Die wirksame ➞ Stellvertretung setzt immer voraus, dass der Vertreter Vertretungsmacht besitzt. Diese Befugnis zur Vertretung eines anderen liegt vor, wenn
- der Erklärende kraft Gesetzes als gesetzlicher Vertreter zur Vornahme des Rechtsgeschäftes befugt ist,
- als Organ einer juristischen Person die Willenserklärung abgegeben hat
- oder der Vertretene ihm durch Rechtsgeschäft eine entsprechende ➞ Vollmacht erteilt hat.
Danach gibt es also drei Spielarten der Vertretungsmacht:
- Die gesetzliche Vertretungsmacht, die durch Gesetz oder kraft Staatsaktes begründet ist, um einer Person – z.B. einem Minderjährigen –, die im rechtsgeschäftlichen Bereich nicht handlungsfähig ist, Schutz und Fürsorge zukommen zu lassen und die Möglichkeit einzuräumen, Rechtsgeschäfte abzuschließen. Bedeutsame Beispiele sind die §§ 1626 Abs. 1 S. 1, 1629 Abs. 1 S. 1 BGB, nach denen es zur elterlichen Sorge gehört, das minderjährige Kind gesetzlich zu vertreten, und § 1793 BGB, nach dem der Vormund gesetzlicher Vertreter seines Mündels ist.

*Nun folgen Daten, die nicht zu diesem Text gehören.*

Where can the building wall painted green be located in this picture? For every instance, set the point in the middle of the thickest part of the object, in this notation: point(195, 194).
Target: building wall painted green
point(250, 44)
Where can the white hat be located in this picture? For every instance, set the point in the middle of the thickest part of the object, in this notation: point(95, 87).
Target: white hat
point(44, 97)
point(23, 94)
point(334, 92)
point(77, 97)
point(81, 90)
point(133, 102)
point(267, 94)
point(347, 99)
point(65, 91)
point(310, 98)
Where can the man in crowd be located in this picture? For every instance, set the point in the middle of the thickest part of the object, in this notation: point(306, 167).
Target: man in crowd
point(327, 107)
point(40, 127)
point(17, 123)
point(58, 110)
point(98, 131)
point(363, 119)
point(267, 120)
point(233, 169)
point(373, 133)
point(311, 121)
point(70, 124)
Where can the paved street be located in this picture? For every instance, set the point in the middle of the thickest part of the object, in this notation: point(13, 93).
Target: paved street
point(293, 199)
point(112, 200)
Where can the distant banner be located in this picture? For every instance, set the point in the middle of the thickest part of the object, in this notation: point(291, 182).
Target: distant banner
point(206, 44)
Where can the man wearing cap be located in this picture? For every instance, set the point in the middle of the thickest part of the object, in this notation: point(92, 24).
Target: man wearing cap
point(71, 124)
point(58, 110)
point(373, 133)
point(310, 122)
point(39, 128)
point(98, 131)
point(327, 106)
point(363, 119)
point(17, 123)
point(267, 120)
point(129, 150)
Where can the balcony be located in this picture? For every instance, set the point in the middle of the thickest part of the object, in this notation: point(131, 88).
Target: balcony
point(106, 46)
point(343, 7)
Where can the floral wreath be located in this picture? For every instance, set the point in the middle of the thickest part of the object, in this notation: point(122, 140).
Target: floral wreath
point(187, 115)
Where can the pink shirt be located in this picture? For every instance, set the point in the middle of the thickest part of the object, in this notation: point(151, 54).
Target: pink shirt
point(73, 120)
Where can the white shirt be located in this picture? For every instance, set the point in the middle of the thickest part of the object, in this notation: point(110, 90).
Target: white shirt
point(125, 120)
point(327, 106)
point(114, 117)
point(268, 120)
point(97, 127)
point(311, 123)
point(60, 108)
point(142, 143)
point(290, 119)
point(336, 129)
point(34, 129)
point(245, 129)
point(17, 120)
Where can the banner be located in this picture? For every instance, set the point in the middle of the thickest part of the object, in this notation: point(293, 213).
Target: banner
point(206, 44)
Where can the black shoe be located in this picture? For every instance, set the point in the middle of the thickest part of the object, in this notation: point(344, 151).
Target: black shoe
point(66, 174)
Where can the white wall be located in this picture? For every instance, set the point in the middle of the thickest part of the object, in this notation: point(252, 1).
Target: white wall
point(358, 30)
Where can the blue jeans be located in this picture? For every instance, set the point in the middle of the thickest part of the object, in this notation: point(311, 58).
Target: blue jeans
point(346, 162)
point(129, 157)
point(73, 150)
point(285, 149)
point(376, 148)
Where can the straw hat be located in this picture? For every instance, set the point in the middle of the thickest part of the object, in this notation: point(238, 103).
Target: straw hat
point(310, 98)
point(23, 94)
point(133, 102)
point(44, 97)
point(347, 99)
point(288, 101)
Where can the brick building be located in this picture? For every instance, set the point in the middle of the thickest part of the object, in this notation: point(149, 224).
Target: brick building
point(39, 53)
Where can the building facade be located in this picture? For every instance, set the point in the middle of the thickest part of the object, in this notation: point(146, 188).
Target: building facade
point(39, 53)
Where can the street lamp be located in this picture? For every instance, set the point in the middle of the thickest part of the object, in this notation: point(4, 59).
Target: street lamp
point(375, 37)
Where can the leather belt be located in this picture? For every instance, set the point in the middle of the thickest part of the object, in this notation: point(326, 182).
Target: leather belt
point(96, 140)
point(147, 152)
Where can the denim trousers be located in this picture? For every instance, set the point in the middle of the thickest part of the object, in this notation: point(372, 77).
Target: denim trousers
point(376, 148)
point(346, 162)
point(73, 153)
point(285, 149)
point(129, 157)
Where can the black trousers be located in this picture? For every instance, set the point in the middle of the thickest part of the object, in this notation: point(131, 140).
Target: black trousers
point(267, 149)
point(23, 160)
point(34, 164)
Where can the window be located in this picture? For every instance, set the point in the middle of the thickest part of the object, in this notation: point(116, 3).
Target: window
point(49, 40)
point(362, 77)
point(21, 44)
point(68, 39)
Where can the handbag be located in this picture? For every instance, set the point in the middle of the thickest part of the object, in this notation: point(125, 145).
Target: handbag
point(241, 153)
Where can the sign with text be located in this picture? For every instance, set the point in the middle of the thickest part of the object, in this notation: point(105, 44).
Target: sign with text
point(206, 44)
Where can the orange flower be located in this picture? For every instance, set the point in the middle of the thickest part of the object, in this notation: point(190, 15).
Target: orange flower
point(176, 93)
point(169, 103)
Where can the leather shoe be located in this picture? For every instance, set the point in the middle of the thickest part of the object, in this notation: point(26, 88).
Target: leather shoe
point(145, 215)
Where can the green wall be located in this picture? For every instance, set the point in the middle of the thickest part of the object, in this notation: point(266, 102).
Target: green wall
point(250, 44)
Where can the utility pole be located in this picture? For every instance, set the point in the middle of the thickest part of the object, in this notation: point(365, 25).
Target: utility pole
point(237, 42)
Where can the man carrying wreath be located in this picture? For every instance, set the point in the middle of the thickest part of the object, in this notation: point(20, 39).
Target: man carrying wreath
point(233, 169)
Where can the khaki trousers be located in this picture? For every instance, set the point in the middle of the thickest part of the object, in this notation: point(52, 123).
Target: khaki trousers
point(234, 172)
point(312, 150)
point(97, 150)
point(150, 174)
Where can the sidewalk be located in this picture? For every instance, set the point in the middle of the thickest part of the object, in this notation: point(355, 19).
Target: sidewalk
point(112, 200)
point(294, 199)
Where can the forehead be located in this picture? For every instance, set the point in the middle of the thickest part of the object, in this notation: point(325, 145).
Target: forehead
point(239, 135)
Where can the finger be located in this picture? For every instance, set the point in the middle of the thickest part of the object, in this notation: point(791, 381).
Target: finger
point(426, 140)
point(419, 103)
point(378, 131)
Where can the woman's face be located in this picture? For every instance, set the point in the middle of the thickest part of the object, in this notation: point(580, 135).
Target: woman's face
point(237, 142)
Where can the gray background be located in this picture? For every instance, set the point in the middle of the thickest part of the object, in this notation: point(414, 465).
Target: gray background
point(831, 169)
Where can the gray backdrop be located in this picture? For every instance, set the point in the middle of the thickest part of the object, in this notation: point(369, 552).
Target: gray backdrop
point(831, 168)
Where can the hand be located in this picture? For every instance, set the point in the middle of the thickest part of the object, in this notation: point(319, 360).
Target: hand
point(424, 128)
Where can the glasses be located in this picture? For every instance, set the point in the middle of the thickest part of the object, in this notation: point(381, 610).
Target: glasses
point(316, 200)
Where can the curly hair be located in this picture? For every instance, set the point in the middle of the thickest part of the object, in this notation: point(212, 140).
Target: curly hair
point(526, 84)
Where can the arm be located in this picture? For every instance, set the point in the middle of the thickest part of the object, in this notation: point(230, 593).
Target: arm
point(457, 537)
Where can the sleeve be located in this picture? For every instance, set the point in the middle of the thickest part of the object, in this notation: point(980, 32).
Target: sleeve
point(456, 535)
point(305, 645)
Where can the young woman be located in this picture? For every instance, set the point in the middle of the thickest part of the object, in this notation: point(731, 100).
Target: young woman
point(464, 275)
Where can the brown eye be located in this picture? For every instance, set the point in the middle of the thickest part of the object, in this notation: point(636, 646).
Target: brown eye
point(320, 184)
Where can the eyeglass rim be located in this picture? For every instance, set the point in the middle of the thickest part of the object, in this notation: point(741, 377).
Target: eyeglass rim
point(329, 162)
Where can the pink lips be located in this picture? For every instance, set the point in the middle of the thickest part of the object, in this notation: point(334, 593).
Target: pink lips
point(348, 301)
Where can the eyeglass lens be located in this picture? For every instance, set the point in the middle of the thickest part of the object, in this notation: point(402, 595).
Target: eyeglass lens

- Die organschaftliche Vertretungsmacht, die bei juristischen Personen des Privatrechts (Aktiengesellschaft, Gesellschaft mit beschränkter Haftung, rechtsfähiger Verein) und des öffentlichen Rechts (Bund, Länder und Gemeinden, öffentlich-rechtliche Anstalten usw.) gilt. Alle diese juristischen Personen zeichnen sich dadurch aus, dass sie ohne Vorhandensein einer natürlichen Person im rechtsgeschäftlichen Bereich überhaupt nicht handlungsfähig sind. Sie haben daher durch gezielte gesetzliche Bestimmungen Organe erhalten, die sie wie ein gesetzlicher Vertreter nach außen hin repräsentieren und rechtlich handlungsfähig machen. Diese Vertreter und Organe einer juristischen Person (Vorstände, Geschäftsführer) können dann wiederum im Rahmen ihrer Vertretungsmacht einem anderen Vollmacht erteilen, also eine rechtsgeschäftliche Vertretungsmacht begründen.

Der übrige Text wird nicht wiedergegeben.